Beute probeert denk ik een deel van het antwoord te geven op de epistemologische crisis waarin de mondiale samenleving zich momenteel bevindt. Wat is waarheid? Wie heeft gelijk? Kunnen we de overheid nog vertrouwen? Is de wetenschap onafhankelijk? Is de journalistiek competent en integer genoeg om de waarheid nog boven tafel te krijgen?
Zelf lijkt Beute een aantal antwoorden al te hebben. En als we het onderwijs maar gebruiken om deze antwoorden aan de leerlingen te leren, zijn we mooi van deze crisis verlost.
En dat sloot wat mij betreft volledig aan bij de lezing van Piet van der Ploeg op de VDLG-studiedag 2021.
Deze merkte op dat voor een hele reeks actoren het onderwijs gezien wordt als hét instrument om allerlei maatschappelijke problemen op te lossen door de leerlingen van allerlei gewenste ideeën of houdingen aan te leren.
Misschien in Nederland (nog) niet in de mate waarin dit in de VS gebeurt, waar er bijvoorbeeld zelfuitgeroepen zwarte universiteiten zijn die studenten in de eerste plaats sociaal activisme bij willen brengen (púúr social reconstruction), maar het gebeurt steeds meer.
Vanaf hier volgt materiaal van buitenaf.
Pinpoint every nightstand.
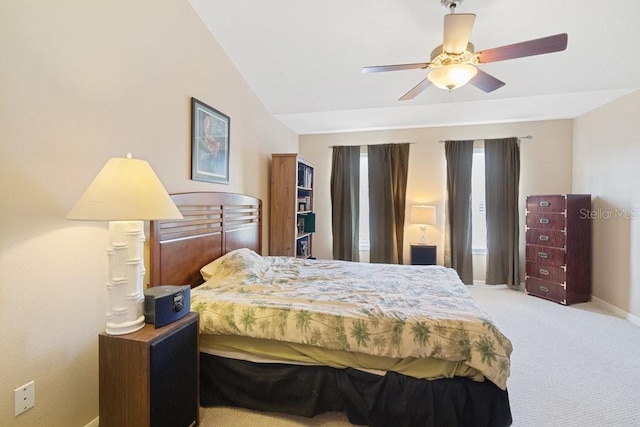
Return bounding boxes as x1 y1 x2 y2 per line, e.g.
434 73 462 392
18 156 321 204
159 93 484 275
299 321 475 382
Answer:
98 312 199 427
411 244 438 265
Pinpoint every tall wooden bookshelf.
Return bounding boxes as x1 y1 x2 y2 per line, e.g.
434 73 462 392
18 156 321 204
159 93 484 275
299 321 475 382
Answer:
269 153 315 258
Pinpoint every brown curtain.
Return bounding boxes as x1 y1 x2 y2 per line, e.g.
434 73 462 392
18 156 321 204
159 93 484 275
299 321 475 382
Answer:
444 141 473 284
331 146 360 261
484 138 520 288
368 143 409 264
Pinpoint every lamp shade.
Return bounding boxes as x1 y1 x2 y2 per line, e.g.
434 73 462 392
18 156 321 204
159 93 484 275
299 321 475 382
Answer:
410 205 436 225
67 157 182 221
427 64 478 90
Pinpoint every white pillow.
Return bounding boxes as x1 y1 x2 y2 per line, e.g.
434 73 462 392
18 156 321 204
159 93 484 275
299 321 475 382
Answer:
200 248 268 282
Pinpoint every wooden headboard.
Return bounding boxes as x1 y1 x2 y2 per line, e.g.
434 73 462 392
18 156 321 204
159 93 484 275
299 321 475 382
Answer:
149 192 262 287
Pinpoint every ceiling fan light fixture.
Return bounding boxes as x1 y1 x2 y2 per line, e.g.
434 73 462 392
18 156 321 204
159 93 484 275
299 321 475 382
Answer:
427 64 478 91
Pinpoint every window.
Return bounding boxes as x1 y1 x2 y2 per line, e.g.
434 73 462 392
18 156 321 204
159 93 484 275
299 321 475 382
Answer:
471 145 487 254
358 152 369 252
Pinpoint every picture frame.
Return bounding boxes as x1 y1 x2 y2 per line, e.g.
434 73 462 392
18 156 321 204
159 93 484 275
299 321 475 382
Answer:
191 97 231 184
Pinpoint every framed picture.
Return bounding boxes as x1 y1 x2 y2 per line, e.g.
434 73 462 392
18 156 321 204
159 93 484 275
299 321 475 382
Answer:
191 98 231 184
En dit artikel in de Volkskrant is er een voorbeeld van.
Beute heeft ongetwijfeld de beste bedoelingen voor leerling en samenleving, maar hij heeft dezelfde blinde vlek als ik destijds: hij denkt de antwoorden al te weten.
En daarom zou ik mijn artikel willen afsluiten met een klein betoog vóór onafhankelijk kritisch denken. School zou een plek moeten zijn waar leerlingen kennis kunnen nemen van verschillende opvattingen over verschillende onderwerpen. Ze zouden juist meegenomen moeten worden in discussies hierover en kunnen leren welke ideeën door de meerderheid gedragen worden, maar óók dat er andere gedachten mogelijk zijn. Het is denk ik niet aan scholen om de leerlingen te gaan vertellen wat ze moeten geloven, maar wel hoe ze verschillende ideeën moeten afwegen.
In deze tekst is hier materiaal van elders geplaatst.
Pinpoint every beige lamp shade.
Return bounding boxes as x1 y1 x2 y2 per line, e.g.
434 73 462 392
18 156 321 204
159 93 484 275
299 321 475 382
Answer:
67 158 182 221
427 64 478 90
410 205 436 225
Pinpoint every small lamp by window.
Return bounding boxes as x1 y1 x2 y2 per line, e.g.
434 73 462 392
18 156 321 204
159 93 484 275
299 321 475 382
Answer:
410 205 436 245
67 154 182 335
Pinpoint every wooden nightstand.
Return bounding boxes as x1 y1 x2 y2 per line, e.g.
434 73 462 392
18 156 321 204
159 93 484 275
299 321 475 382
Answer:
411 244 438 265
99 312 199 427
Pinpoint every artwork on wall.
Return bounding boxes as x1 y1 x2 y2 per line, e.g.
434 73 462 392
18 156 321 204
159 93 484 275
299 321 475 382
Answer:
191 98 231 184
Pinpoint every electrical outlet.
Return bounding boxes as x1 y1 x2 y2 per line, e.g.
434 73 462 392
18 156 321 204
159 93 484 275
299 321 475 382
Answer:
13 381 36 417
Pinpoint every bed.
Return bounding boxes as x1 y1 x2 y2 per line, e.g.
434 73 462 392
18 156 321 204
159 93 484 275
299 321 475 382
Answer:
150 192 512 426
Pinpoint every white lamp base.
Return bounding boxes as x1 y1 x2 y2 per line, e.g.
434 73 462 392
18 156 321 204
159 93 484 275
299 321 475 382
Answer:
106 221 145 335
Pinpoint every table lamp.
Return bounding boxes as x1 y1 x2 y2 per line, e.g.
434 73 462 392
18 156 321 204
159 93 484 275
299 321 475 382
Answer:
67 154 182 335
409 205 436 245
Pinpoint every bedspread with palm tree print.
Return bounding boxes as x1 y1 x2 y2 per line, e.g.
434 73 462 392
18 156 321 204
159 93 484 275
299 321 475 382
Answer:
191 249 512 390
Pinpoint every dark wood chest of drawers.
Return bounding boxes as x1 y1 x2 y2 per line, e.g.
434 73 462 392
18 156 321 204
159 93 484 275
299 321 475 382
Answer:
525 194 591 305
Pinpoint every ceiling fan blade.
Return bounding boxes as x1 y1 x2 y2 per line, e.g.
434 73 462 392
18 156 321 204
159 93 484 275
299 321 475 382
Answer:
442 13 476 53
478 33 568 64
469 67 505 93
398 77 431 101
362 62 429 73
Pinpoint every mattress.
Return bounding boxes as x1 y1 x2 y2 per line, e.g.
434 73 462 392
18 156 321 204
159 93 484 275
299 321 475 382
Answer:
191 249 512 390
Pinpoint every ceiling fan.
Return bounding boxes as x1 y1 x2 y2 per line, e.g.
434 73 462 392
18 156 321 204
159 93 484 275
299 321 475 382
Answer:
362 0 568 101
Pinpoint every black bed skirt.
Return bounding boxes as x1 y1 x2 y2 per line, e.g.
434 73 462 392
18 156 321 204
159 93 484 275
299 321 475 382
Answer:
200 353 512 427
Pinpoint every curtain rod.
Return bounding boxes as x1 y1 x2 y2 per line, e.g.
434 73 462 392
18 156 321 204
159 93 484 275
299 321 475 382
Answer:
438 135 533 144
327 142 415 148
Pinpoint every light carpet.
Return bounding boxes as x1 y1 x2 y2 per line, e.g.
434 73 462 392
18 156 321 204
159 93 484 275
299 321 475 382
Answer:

En juist binnen ons vak is dat van ontzettend groot belang. Als de leerlingen ergens bij gebaat zijn, is dat ze leren omgaan met pluriformiteit, om voor zichzelf te denken, om dingen te onderzoeken voor ze het tot zich nemen en om het maatschappelijk debat te kunnen voeren op een open en respectvolle manier. Kritisch burgerschap.
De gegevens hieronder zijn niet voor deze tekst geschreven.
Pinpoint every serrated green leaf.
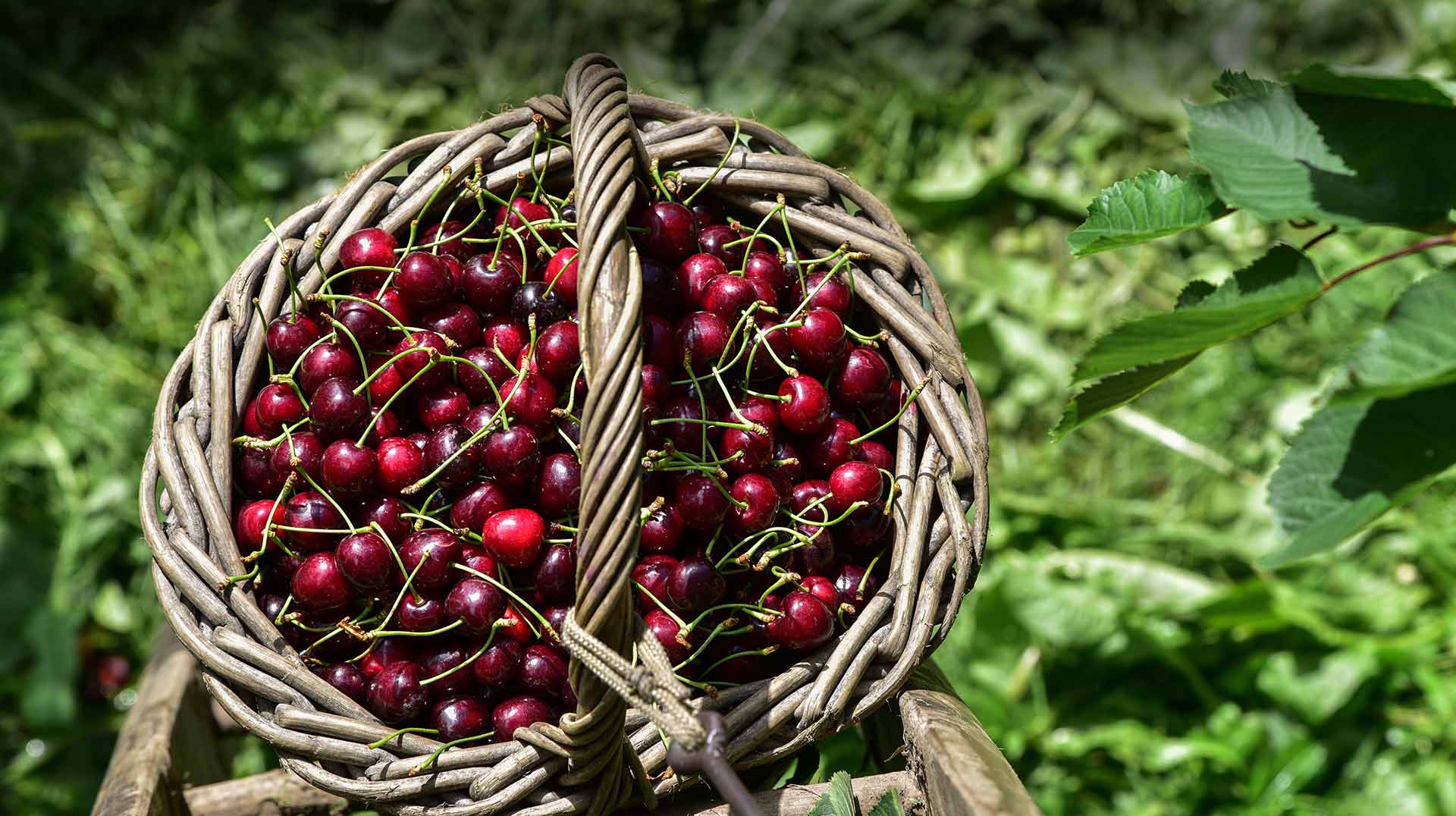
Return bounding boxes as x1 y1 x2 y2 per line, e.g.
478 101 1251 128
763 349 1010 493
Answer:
1213 71 1280 99
1187 81 1456 229
1288 64 1456 108
1350 271 1456 397
1073 246 1322 381
808 770 859 816
1260 384 1456 568
1067 171 1228 258
869 788 905 816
De geleerden mogen uitmaken of dit gewoon nog een andere invulling is van social reconstruction of dat het een mooie vijfde is voor Schiro’s lijstje.
Verwijzingen:
Beute, M., Scholen, aarzel niet tegengif te bieden aan desinformatie uit rechts-radicale hoek, in: Volkskrant, 22-08-2021
Brooks, M., World War Z: An Oral History of the Zombie War, Crown, 2006.
Gül, L., Ik ga leven, Prometheus, 2021.
Popper, K. R., The Open Society and Its Enemies, Routledge, Londen & New York, 2002 (1945). p. 581.
Schiro, M. S., Introduction to the curriculum ideologies, in: Curriculum theory: Conflicting visions and enduring concerns, Sage Publications, Los Angeles, 2008.